Das bedeutet aber nicht, dass man nichts zum Umweltschutz beitragen kann oder schlimmer noch, dass es keinen Sinn hätte. Es heißt einfach nur, dass man sich auf jene Dinge konzentriert, die im Moment konkret beeinflussbar sind. Das rät beispielsweise auch der Umweltaktivist Alex Olivera aus Mexico, der sagt: „Ich habe gelernt, nicht das Gewicht gigantischer oder unrealistischer Ziele auf meine Schultern zu laden. […] Wenn ich erschöpft und deprimiert bin, hilft das niemandem.“
Am Beispiel von vorhin gemessen könnte man also beispielsweise an Klimademos teilnehmen, Nachrichten an Politiker*innen schreiben, die Ernährung umstellen oder sich möglichst CO2 frei fortbewegen. Dadurch übernimmt man gleichzeitig Verantwortung und stärkt das Gefühl der Selbstwirksamkeit, ebenfalls zwei Begriffe, die in der Resilienzforschung eine große Rolle spielen.
Ideal ist es, wenn man dabei in Kontakt mit anderen tritt, denn gute, persönliche Beziehungen zu anderen Menschen oder Gruppen sind ebenfalls ein maßgeblicher Faktor um widerstandsfähig zu sein. Das schließt mit ein, dass man auch mal um Hilfe bitten kann, wenn man sie benötigt.

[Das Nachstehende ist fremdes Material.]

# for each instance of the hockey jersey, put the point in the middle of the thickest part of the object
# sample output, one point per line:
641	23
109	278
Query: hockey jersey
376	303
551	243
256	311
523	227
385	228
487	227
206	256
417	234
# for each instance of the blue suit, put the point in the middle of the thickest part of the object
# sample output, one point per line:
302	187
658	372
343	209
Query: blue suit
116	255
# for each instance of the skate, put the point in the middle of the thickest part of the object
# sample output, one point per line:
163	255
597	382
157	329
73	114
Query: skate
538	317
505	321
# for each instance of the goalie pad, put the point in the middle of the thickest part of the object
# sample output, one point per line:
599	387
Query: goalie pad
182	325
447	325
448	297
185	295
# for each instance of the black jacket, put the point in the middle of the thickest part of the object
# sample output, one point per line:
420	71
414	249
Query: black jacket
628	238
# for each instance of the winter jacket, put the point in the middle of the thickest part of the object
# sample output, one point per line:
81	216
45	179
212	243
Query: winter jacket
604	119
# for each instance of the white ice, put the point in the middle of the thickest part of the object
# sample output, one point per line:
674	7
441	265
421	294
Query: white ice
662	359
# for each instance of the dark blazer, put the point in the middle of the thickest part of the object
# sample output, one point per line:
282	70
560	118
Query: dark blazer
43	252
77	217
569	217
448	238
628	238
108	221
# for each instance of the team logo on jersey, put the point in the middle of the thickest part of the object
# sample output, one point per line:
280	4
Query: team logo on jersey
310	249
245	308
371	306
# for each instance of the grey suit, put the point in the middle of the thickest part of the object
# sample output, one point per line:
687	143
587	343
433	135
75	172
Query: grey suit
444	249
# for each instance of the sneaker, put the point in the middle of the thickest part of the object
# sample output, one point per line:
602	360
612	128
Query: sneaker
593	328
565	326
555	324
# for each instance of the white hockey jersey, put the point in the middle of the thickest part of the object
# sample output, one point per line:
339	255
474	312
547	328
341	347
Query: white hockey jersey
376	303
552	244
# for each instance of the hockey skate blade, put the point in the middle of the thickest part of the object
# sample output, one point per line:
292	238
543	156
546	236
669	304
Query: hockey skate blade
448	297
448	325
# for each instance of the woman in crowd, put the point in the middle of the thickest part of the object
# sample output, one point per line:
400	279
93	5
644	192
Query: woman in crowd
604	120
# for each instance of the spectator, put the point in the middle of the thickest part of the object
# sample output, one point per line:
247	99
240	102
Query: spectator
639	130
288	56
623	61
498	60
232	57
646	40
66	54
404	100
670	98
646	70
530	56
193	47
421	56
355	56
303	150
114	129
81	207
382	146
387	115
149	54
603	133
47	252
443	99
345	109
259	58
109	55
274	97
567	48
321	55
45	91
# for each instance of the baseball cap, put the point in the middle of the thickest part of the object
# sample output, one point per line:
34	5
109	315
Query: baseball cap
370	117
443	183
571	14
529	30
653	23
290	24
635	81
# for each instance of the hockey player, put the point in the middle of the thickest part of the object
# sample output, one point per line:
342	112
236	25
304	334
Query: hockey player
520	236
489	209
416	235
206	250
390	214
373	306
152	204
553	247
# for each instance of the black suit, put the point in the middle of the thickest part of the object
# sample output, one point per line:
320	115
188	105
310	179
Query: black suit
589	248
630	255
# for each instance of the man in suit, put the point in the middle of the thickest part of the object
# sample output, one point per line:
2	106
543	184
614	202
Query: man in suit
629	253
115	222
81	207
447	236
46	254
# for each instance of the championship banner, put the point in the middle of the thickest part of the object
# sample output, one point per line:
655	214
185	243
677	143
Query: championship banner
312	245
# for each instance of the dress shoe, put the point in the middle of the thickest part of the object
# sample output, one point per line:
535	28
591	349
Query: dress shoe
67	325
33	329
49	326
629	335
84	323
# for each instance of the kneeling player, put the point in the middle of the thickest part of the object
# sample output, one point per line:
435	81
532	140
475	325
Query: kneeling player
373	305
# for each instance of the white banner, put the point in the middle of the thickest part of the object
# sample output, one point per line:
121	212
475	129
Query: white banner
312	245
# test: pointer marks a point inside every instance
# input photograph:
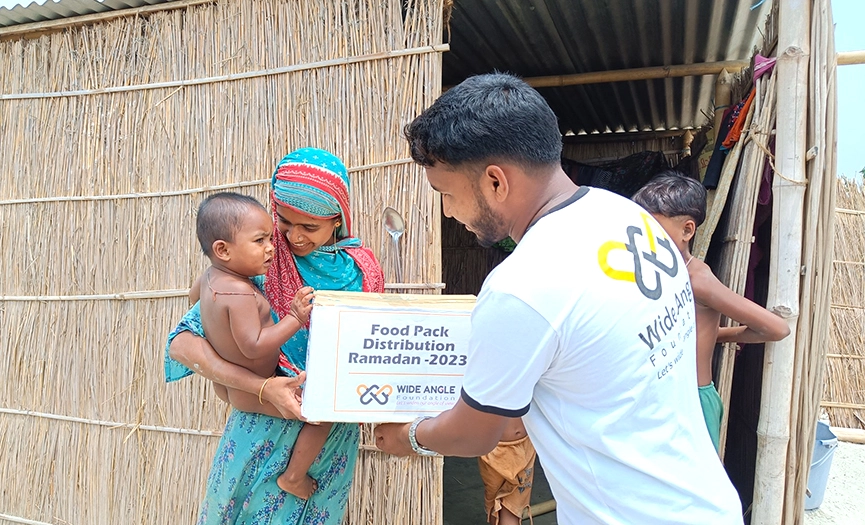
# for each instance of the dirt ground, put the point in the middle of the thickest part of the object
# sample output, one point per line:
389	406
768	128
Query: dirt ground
843	503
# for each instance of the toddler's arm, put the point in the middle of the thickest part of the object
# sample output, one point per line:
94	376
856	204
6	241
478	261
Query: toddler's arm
197	354
255	341
758	325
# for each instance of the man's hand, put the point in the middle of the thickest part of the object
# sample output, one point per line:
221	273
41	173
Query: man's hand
393	439
283	393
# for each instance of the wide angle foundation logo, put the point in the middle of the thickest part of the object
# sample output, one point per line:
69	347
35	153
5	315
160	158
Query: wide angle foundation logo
656	259
380	395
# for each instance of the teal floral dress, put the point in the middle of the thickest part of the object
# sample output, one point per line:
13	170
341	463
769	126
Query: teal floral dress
255	449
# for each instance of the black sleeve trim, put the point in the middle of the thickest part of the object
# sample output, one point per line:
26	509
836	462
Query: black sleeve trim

Jetzt wieder im Umweltschutz-Kontext gedacht, kann man sich vielleicht in einer Food-Coop engagieren oder freiwillige Aufgaben bei einer NGO übernehmen, dann schlägt man gleich mehrere (Resilienz-)Fliegen mit einer Klappe.
Eine gesunde Portion Optimismus zeichnet resiliente Menschen übrigens auch aus. Wer daran arbeiten möchte, kann sich zum Beispiel in Dankbarkeit üben oder sich einfach mal ganz bewusst Zeit nehmen, sich auf die positiven Nachrichten zu konzentrieren. Diese gibt es nämlich auch!
Was Alex Olivera zur Stressreduktion übrigens noch empfiehlt, genauso wie ein Haufen Stressforscher*innen und Psycholog*innen mit ihm, ist Aktivität im Freien. Leute, die sich für Umweltschutz interessieren, sind hier meiner Meinung nach klar im Vorteil, da wir ja ohnehin meistens gerne Zeit in der Natur verbringen.
Wer jetzt nicht einfach nur alleine im Wald spazieren geht, sondern vielleicht gemeinsam mit anderen Menschen im Gemeinschaftsgarten werkt, hat ebenfalls wieder einen Haufen der Punkte von oben abgedeckt… Und tut sogar gleichzeitig was für den Umweltschutz.
Wie auch immer – den Kopf in den Sand zu stecken, scheint tatsächlich die schlechteste Alternative zu sein, denn in diesem Fall fühlt man sich weder selbstwirksam noch optimistisch noch eingebunden in irgendeiner Weise. In diesem Sinne: Let‘s fight on (resiliently)!